For landlubbers, the menu features Hawaii Rancher’s New York strip steak and grass-fed Wagyu beef that is pasture-raised in New Zealand without antibiotics or hormones. And if that’s not enough, customers have fire-grilled pork loin chops, Paniolo baby back ribs and shichimi-seared chicken breast with citrus soy cream from which to choose.
But no trip to the Chart House Waikiki would be complete without sampling the restaurant’s signature cocktail, the Guy Tai, created by one of Oahu’s best-known bartenders, Guy Maynard. Maynard has been perfecting his award-winning recipe for 34 years (he’s one of nine employees who have worked for the restaurant for more than two decades). This potent concoction of Bacardi Gold, Meyers’s Dark Rum and a mai tai mix made from scratch is poured over crushed ice and served in a 16 oz glass.

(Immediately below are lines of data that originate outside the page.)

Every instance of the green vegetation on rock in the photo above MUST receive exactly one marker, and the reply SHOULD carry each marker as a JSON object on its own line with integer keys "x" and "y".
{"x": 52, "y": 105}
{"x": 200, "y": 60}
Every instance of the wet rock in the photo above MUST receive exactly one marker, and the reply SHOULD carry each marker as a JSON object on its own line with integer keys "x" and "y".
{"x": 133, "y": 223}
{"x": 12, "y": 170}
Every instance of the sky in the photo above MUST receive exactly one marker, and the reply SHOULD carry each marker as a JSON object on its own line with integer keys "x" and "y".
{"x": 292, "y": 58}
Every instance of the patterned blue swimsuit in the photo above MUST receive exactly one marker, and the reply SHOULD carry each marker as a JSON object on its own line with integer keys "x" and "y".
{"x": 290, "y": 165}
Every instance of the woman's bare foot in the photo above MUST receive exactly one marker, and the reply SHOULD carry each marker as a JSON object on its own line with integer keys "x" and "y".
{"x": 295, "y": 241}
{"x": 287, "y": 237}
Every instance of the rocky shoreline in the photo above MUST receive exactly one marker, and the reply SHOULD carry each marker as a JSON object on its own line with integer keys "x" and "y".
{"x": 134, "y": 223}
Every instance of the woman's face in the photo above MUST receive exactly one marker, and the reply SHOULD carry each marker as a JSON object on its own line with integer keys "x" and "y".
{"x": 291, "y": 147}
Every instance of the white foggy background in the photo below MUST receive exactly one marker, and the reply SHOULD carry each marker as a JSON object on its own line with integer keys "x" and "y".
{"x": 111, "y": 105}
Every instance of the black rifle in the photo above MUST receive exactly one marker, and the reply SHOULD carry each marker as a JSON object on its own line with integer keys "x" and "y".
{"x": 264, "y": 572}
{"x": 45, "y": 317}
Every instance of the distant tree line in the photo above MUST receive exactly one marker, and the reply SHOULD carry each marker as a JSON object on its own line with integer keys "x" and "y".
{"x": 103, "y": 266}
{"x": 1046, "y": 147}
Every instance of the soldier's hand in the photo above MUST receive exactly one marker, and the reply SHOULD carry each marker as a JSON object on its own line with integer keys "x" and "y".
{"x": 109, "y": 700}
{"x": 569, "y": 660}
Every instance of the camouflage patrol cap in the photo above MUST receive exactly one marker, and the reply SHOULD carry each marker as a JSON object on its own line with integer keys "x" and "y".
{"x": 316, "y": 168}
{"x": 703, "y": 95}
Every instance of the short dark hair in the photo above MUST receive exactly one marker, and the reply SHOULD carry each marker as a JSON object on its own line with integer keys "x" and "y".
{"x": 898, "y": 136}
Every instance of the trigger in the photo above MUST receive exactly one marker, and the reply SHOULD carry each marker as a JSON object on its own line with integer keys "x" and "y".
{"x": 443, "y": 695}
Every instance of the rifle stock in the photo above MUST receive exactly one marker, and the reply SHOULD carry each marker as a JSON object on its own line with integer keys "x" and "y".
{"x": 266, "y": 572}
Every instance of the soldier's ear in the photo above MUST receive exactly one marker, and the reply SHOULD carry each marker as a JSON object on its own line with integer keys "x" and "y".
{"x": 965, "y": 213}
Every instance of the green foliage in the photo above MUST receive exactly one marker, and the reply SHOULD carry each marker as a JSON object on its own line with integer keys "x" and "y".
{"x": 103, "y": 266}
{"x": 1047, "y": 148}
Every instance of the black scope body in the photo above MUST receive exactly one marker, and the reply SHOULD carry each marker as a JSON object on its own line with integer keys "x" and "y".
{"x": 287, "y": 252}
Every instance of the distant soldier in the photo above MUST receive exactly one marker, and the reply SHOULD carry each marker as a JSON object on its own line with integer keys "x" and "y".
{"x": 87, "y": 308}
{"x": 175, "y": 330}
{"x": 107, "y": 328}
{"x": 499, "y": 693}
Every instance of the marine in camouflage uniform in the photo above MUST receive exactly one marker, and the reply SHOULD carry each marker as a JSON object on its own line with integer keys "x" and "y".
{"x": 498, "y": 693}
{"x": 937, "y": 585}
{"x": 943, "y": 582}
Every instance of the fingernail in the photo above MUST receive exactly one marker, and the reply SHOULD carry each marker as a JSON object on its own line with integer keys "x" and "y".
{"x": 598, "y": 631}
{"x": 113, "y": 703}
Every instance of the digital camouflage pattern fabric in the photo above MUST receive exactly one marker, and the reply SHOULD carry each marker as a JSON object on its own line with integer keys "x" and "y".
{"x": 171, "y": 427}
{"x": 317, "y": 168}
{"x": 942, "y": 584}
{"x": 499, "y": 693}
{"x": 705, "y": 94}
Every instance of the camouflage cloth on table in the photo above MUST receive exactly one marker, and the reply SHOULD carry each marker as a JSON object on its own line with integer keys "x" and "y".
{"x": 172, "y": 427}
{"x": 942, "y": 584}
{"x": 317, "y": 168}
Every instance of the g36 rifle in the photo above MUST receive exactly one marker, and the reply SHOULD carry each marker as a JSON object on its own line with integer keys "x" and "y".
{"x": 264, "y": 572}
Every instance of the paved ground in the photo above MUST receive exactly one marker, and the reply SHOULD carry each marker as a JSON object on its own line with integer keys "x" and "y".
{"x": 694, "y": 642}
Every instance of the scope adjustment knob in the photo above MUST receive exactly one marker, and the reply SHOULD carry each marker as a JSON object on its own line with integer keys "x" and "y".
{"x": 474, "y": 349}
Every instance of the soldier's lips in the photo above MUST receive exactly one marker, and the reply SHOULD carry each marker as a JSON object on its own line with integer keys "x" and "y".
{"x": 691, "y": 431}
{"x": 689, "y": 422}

“My dream dinner at the Chart House Waikiki begins with a Guy Tai,” said Cabell. “For pupus, I like live Szechwan Kahuku prawns and the Kimmi’s firecracker unroll. Dinner is delightful with live Big Island abalone and/or the Alan Brothers’ dry-aged New York steak from Chicago, finalized with a chocolate lava cake for dessert.”
Without a doubt, the menu is filled to the brim with delectable dishes, but only regulars and friends of Cabell’s would know about the Chart House’s unique, off-menu take on lobster — lobster that is served raw.
“Lobster sashimi is a delicacy in Japan,” explains Cabell. “We slice the lobster into sashimi pieces, rinse it with ice chips and a dash of sake and then pat it dry. It is served sashimi style on top of the lobster shell. The head can be returned to the chef to make into a miso soup.”
When Cabell isn’t talking about food, selecting seafood from the fish auction or dining at the Chart House with friends, you can find him surfing open-ocean island swells, sailing his catamaran to Kauai and snowboarding in Aspen. What else would you expect one of the world’s most interesting men to do?